DA – De que modo uma banda que se originou em Ilhéus, no interior da Bahia, hoje, tendo alcançado alguma projeção, olha para suas raízes?

JEF RODRIGUEZ – Ilhéus é e sempre será o berço d’OQuadro, temos um cordão umbilical com vínculo eterno. Mas não me identifico com a cidade enquanto instituição, ela não foi feita para pessoas como nós. Vivemos aí tempos de um amor não correspondido. Testemunhamos desde sempre gestões que se apropriam de uma cidade que é projetada pela cultura, mas não devolvem a esse setor o mínimo de investimento que possa fomentar o nascimento de novos Jorges. Quem faz arte em Ilhéus, faz por amor, sem contar com incentivos ou iniciativas que projetem trabalhos autorais com o mínimo de dignidade. Pelo contrário, desenvolvem em nós um complexo de vira-lata, onde sentimos a obrigação de ser menor diante de qualquer manifestação artística que venha da capital ou de outro estado, o que é um exercício prático de autoestima baixa, de autodestruição. Nesse sentido, prefiro olhar para Ilhéus pelos vínculos com nossa família e amigos que nos incentivam sempre.

 

DA – Hoje, com mais de 20 anos de estrada, é possível dizer que a banda atingiu uma maturidade musical desejada?

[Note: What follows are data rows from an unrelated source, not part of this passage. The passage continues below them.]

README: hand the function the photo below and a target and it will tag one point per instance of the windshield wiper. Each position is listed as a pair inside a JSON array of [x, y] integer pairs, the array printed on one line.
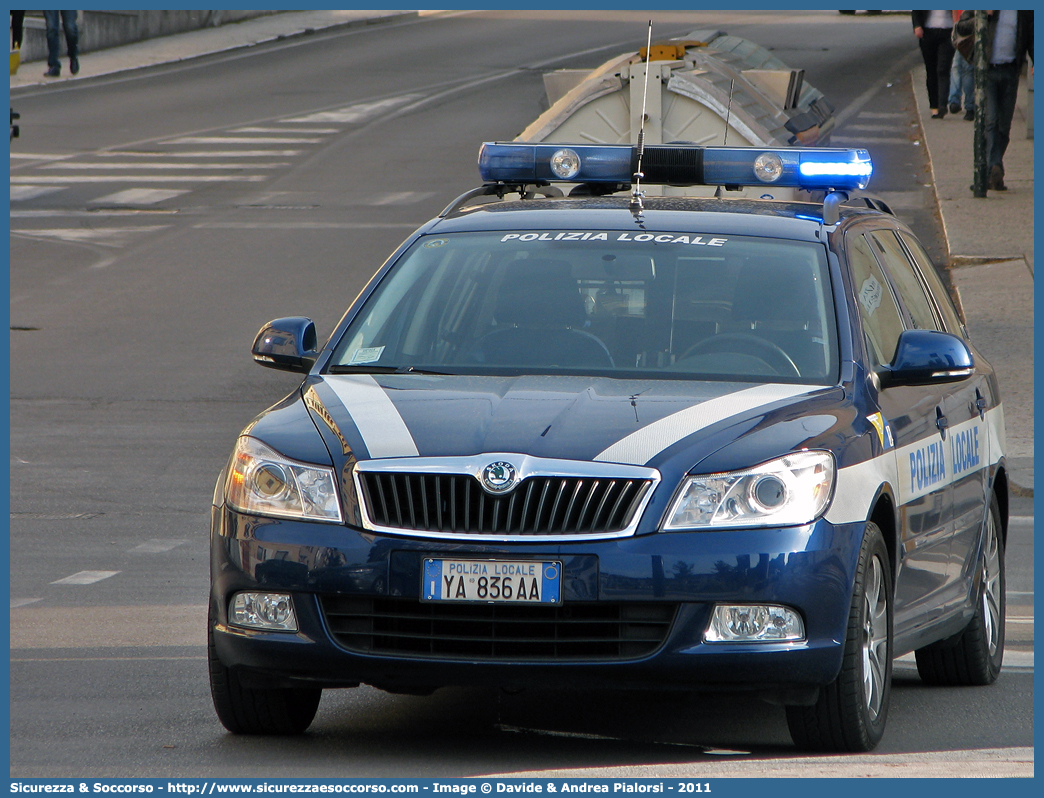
[[372, 369]]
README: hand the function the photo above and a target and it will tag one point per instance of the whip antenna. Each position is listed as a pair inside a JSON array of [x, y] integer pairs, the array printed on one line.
[[725, 140], [636, 194]]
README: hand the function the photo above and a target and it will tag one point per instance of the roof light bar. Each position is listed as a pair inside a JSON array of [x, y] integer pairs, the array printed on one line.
[[678, 165]]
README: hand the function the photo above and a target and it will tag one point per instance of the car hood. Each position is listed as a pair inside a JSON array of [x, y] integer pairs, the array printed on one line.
[[637, 422]]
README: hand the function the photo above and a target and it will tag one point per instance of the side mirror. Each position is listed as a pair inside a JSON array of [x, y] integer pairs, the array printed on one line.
[[287, 345], [925, 357]]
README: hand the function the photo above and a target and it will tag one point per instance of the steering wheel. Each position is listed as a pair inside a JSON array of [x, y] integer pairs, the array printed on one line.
[[745, 343]]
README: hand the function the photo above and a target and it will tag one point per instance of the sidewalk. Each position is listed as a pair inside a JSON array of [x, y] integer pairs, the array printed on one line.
[[193, 44], [990, 240], [991, 248]]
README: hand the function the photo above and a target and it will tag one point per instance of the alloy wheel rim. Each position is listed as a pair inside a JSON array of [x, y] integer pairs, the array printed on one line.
[[875, 638], [992, 597]]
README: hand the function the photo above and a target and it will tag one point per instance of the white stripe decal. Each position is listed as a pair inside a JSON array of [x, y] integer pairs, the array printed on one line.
[[382, 428], [857, 485], [912, 477], [639, 447]]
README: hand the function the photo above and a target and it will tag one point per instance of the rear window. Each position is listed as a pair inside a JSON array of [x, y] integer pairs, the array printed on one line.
[[612, 303]]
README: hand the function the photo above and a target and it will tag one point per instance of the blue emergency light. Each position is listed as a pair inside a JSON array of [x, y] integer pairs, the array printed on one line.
[[808, 168]]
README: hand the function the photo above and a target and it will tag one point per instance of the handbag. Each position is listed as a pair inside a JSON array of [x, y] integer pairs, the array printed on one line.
[[964, 43]]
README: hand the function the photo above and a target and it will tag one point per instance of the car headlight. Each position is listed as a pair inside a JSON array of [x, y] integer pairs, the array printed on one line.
[[262, 482], [789, 491]]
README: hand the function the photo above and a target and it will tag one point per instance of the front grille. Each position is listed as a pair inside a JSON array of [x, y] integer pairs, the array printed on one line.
[[407, 628], [457, 503]]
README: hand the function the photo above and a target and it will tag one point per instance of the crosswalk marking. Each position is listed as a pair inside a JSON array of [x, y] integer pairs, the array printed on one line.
[[242, 140], [140, 196], [156, 546], [856, 140], [160, 165], [294, 131], [86, 578], [244, 154], [360, 112], [139, 179], [31, 192], [205, 154], [871, 127]]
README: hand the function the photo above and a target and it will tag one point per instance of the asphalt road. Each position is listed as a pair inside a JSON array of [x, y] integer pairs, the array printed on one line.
[[160, 217]]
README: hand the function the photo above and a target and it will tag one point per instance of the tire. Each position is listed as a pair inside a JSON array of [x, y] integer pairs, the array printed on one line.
[[248, 710], [852, 710], [975, 655]]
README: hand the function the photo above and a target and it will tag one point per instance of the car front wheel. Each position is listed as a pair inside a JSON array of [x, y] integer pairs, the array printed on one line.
[[250, 710], [975, 655], [851, 711]]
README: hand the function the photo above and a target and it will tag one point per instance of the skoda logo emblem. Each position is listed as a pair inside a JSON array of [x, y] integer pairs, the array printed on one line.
[[498, 477]]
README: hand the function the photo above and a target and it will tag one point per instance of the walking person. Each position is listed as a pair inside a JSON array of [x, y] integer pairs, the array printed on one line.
[[54, 44], [962, 83], [932, 30], [1009, 40]]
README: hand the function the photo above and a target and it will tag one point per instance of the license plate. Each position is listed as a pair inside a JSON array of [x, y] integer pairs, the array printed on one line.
[[492, 581]]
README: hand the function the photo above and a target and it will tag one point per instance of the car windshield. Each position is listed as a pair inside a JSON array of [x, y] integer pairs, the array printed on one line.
[[607, 303]]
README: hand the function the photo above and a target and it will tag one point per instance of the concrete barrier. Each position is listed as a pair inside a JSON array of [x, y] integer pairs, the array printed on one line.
[[99, 30]]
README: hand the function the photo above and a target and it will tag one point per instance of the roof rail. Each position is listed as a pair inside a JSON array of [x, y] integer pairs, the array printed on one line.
[[524, 190], [870, 201]]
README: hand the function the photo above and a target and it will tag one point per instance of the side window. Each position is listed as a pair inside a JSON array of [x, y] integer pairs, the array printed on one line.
[[950, 318], [881, 322], [906, 281]]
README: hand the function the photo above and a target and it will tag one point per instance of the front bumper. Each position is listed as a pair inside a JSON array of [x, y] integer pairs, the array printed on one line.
[[810, 568]]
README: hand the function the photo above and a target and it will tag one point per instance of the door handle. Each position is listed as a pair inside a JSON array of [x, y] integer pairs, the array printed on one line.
[[980, 404], [941, 421]]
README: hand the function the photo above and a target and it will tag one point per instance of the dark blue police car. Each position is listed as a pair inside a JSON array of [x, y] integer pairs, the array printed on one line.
[[607, 441]]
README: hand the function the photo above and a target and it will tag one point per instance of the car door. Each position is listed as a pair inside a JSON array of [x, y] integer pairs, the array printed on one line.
[[966, 409], [911, 416], [961, 426]]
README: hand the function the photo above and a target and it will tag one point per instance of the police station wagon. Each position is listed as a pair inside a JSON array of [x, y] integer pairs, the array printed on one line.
[[599, 440]]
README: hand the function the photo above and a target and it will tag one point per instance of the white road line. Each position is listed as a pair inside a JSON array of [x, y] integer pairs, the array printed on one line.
[[241, 140], [295, 131], [161, 165], [86, 578], [140, 196], [401, 197], [93, 213], [360, 112], [156, 546], [31, 192], [308, 226], [206, 154], [109, 627], [854, 140], [140, 179], [1013, 659], [102, 236], [38, 157], [871, 127]]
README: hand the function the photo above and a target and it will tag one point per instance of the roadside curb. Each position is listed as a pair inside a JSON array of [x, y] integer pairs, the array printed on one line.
[[979, 296]]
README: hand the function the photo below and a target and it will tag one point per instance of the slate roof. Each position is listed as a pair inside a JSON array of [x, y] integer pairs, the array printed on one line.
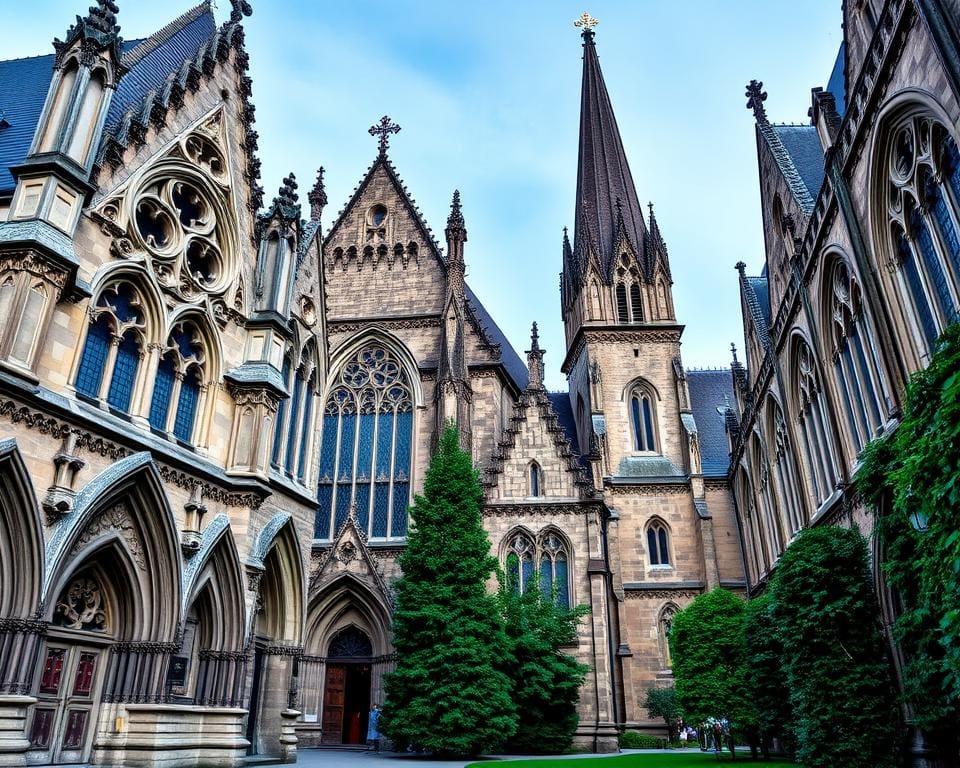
[[24, 82], [154, 58], [803, 146], [837, 83], [514, 366], [709, 390], [561, 406], [603, 174]]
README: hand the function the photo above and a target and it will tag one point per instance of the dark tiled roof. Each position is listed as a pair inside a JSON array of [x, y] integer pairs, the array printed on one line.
[[710, 390], [837, 83], [803, 146], [153, 59], [23, 89], [24, 82], [511, 361], [561, 406], [603, 174], [761, 290]]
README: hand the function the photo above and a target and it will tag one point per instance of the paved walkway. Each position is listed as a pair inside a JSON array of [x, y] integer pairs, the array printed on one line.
[[333, 758]]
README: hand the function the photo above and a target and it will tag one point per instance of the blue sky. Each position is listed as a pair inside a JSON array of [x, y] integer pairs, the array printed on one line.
[[488, 97]]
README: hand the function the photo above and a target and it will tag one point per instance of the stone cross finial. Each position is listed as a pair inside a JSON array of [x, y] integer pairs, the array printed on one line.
[[755, 98], [317, 196], [384, 128], [586, 22], [534, 360]]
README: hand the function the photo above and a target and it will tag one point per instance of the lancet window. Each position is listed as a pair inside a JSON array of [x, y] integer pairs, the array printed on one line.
[[923, 203], [179, 383], [366, 447], [854, 360], [114, 346], [817, 444], [547, 561]]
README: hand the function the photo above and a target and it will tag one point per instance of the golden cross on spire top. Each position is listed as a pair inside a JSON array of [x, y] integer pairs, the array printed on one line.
[[586, 22]]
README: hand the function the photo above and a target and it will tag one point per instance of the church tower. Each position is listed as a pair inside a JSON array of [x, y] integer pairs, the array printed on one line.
[[631, 401]]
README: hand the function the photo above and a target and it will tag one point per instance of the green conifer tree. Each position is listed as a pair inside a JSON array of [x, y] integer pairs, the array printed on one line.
[[448, 693], [546, 679]]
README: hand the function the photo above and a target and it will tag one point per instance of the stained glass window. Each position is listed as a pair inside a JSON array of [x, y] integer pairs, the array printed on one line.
[[281, 413], [657, 543], [124, 372], [368, 427], [94, 357], [641, 412]]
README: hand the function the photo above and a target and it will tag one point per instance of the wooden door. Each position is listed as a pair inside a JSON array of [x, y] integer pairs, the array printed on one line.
[[67, 692], [333, 697]]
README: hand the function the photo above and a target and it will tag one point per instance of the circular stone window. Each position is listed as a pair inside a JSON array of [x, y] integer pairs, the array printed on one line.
[[377, 215]]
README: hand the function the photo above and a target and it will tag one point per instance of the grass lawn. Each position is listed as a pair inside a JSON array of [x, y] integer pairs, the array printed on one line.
[[665, 760]]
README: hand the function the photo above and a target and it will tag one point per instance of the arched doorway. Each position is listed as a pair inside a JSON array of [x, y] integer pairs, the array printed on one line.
[[346, 690]]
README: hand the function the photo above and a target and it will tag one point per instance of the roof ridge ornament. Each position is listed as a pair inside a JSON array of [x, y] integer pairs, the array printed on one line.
[[586, 22], [384, 128], [755, 98]]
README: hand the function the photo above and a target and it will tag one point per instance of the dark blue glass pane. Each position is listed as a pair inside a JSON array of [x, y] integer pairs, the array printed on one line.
[[292, 426], [398, 526], [384, 445], [94, 358], [563, 588], [162, 390], [546, 577], [871, 394], [648, 425], [187, 408], [347, 430], [363, 505], [324, 500], [124, 373], [305, 432], [278, 434], [121, 303], [925, 314], [365, 446], [526, 570], [941, 213], [932, 264], [328, 449], [343, 504], [664, 552], [381, 509], [652, 546], [637, 428], [402, 451]]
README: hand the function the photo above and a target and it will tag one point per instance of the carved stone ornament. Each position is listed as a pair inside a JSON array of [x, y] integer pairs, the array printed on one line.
[[81, 607]]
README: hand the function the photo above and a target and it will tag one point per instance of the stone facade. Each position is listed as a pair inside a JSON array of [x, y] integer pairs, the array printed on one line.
[[214, 420], [860, 214]]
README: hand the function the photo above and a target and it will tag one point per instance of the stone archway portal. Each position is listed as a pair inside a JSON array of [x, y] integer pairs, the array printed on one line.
[[346, 691]]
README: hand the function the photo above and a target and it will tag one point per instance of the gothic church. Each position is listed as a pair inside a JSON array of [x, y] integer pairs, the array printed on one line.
[[214, 416]]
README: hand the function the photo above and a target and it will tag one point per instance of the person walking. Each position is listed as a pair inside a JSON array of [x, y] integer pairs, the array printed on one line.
[[373, 728]]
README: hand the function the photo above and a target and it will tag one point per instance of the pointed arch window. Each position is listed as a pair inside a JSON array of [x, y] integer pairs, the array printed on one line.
[[817, 444], [112, 351], [786, 470], [521, 555], [923, 205], [658, 543], [642, 418], [366, 446], [179, 383], [855, 363], [664, 627], [535, 477]]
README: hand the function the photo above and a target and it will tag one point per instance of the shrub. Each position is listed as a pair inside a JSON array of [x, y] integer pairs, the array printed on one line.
[[841, 691], [634, 740]]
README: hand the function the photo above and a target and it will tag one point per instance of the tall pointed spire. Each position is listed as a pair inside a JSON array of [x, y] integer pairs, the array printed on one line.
[[603, 174]]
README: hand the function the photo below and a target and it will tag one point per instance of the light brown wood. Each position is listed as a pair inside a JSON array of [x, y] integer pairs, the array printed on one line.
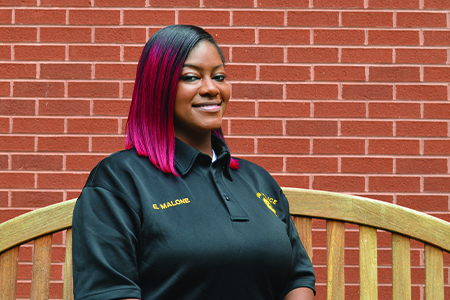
[[9, 261], [304, 228], [335, 260], [68, 282], [42, 258], [368, 275], [401, 267], [434, 274]]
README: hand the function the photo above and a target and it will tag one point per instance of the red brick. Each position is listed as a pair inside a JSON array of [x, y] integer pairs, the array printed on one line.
[[64, 107], [394, 74], [233, 35], [436, 184], [284, 36], [367, 165], [367, 92], [436, 110], [85, 125], [311, 128], [120, 3], [241, 145], [421, 56], [40, 16], [38, 89], [5, 52], [77, 162], [255, 18], [339, 37], [338, 146], [438, 4], [142, 16], [313, 18], [108, 144], [111, 107], [5, 89], [367, 19], [366, 55], [339, 73], [72, 3], [63, 143], [175, 3], [17, 107], [339, 109], [394, 184], [38, 125], [394, 4], [310, 55], [6, 16], [37, 162], [241, 108], [422, 19], [66, 34], [422, 92], [228, 3], [120, 35], [436, 147], [421, 166], [283, 145], [394, 37], [258, 54], [436, 37], [424, 202], [284, 109], [240, 72], [394, 110], [337, 183], [283, 3], [61, 180], [421, 128], [285, 72], [292, 181], [39, 52], [94, 17], [257, 91], [93, 89], [252, 126], [312, 164], [16, 180], [65, 71], [367, 128], [16, 143], [115, 71], [312, 91]]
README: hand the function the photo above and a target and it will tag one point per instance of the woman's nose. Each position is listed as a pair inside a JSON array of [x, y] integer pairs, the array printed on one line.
[[208, 88]]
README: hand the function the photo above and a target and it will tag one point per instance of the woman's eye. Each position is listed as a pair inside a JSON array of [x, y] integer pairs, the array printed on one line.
[[189, 78]]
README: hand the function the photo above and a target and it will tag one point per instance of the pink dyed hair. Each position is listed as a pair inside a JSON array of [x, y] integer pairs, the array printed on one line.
[[150, 127]]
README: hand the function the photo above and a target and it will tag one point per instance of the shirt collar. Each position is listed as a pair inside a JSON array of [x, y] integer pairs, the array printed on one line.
[[185, 155]]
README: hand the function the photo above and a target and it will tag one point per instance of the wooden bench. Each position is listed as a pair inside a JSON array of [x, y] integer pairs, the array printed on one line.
[[370, 216]]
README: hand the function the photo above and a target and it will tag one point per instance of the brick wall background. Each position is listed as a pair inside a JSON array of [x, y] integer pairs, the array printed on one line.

RICÔ – Acho que a gente atingiu uma maturidade enquanto também pessoas, seres humanos, e nas questões das vivências, tanto pessoais quanto profissionais, pois a gente fica em lugares diferentes, vivendo coisas diferentes, e quando junta isso tudo, vem essa maturidade também da relação com outras pessoas, outros músicos e artistas. Isso influi totalmente na produção do som, do disco. Então, Nêgo Roque mesmo teve muita coisa das vivências que eu tive aqui no Rio com outros artistas, outras experiências de som, de imagem, de tudo, assim como a galera também teve. Quando nos juntamos, estávamos cheios de referências. Nesse disco, conseguimos expressar melhor o que queríamos, coisas tecnológicas. Então, tivemos todo o acesso possível pra construir isso. Não tivemos tanta limitação pra conseguir as coisas, pois contamos com pessoas trabalhando conosco para que conseguíssemos tirar o som da melhor maneira. Construímos coisas do jeito que a gente pensava, com bem mais facilidade, experimentalismo, direcionamento. Então, esse é um disco com certeza bem maduro. Claro que a arte sempre te dá a possibilidade de fazer mais, depois você reflete sobre o que poderia ter feito, mas têm sempre ene possibilidades, pois a gente não termina um disco, a gente desiste dele, senão a coisa vai se transformando e não tem fim. Partindo desse princípio, foi uma desistência madura (risos).

 

Fabrício Brandão edita a Revista Diversos Afins, além de buscar abrigo em livros, discos, filmes e no ato apaixonado de tocar bateria. Atualmente, é mestrando em Letras pela UESC, cuja linha de pesquisa reúne Literatura e Cultura.